Update contamination without retraining
jesuinovieira opened this issue · comments
Given that "contamination is just a universal parameter across all detection algorithms. what it is doing is to simply rank all points by raw outlier scores and then mark the top %contamination as outliers", can you modify the contamination value after the training phase?
For instance, if you initially trained the classifier with a contamination value of 0.01 but now wish to increase it to 0.1 without retraining the model. Is such an update feasible?
given your model is clf = KNN()
at any moment you can
clf.contamination = 0.01
The predicted output remains unchanged despite these adjustments, as you can see below:
from pyod.models.iforest import IForest
from pyod.utils.data import generate_data
contamination = 0.5
X_train, X_test, _, _ = generate_data(
n_train=1000, n_test=500, n_features=5, contamination=contamination, random_state=42
)
# Train clf with default contamination (0.1)
clf = IForest()
clf.fit(X_train)
y_hat = clf.predict(X_test)
print(f"Contamination: {round(clf.contamination, 5)}")
print(f"Test: {(y_hat == 1).sum()} out of {len(X_test)}\n")
# Update contamination to 0.5 and predict again
clf.contamination = contamination
y_hat = clf.predict(X_test)
print(f"Contamination: {round(clf.contamination, 5)}")
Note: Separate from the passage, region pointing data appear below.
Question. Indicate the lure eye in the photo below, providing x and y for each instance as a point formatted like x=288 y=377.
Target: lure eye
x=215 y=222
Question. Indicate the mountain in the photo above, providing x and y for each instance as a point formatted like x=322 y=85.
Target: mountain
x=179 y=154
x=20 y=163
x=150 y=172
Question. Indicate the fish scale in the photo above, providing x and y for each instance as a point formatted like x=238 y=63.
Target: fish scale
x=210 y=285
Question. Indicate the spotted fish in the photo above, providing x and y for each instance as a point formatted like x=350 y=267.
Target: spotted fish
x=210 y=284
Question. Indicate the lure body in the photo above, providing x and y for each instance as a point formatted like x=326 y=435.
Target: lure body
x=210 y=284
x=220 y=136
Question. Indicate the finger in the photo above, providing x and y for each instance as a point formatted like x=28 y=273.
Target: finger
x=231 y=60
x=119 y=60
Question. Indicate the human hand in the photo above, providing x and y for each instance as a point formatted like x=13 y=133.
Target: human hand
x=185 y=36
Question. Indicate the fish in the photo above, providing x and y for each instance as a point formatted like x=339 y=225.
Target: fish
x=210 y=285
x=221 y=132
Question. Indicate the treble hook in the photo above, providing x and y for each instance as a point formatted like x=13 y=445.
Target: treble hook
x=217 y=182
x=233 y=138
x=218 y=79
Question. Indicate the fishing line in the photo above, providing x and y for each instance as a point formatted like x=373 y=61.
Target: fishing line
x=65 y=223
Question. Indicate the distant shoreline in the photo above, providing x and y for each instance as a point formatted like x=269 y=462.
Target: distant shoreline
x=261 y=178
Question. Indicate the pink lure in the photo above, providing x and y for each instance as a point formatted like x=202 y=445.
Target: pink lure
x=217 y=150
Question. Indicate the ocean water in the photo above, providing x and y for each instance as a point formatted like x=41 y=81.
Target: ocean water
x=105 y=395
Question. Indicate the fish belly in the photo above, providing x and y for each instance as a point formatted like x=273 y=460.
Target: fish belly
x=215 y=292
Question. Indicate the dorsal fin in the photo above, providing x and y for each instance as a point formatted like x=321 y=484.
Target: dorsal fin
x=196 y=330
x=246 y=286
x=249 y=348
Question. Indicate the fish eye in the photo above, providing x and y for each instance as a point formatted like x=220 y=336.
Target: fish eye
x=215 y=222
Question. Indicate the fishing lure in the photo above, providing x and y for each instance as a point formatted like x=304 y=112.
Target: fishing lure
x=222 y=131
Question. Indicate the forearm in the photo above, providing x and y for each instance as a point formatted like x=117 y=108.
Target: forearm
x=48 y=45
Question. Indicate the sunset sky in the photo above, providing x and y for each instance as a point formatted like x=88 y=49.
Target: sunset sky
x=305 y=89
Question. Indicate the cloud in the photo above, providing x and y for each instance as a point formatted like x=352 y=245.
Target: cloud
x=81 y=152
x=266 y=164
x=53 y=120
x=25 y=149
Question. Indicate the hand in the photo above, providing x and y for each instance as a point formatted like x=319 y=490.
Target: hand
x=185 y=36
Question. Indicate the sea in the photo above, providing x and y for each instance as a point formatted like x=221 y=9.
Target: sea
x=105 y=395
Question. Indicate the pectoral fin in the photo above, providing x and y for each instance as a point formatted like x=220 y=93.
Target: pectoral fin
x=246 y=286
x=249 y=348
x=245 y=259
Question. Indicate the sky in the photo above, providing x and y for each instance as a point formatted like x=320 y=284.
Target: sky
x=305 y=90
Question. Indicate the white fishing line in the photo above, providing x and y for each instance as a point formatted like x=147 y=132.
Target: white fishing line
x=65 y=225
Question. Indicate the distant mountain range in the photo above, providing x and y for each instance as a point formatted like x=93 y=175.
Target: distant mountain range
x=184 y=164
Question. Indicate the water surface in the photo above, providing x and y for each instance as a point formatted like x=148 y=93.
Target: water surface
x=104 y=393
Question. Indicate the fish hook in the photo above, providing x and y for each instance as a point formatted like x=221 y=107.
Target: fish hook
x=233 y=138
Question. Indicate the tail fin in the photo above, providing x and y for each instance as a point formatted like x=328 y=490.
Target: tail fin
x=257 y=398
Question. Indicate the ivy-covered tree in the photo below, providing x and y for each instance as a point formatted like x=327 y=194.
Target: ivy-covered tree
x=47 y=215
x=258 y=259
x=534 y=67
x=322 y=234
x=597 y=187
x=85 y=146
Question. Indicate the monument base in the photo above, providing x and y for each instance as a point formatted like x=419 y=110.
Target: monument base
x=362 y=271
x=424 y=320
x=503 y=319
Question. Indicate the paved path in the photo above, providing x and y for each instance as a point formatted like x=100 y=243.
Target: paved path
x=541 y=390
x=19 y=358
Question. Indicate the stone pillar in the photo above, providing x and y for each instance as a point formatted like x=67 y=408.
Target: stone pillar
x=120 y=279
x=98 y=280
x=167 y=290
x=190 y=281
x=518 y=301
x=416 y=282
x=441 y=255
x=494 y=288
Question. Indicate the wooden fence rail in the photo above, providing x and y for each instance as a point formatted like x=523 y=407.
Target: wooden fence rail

print(f"Test: {(y_hat == 1).sum()} out of {len(X_test)}")
Contamination: 0.1
Test: 65 out of 500
Contamination: 0.5
Test: 65 out of 500
Upon inspecting the codebase, I wonder if I should invoke _process_decision_scores
or a similar method to update clf.threshold_
, which is utilized in predict()
?
The modifications made to the code seem to be producing the desired results. By inserting clf._process_decision_scores()
immediately after updating the contamination parameter, the new output is as follows:
Contamination: 0.1
Test: 61 out of 500
Contamination: 0.5
Test: 244 out of 500
Could you kindly verify if these modifications are safe and the approach is appropriate?
this appears to be good!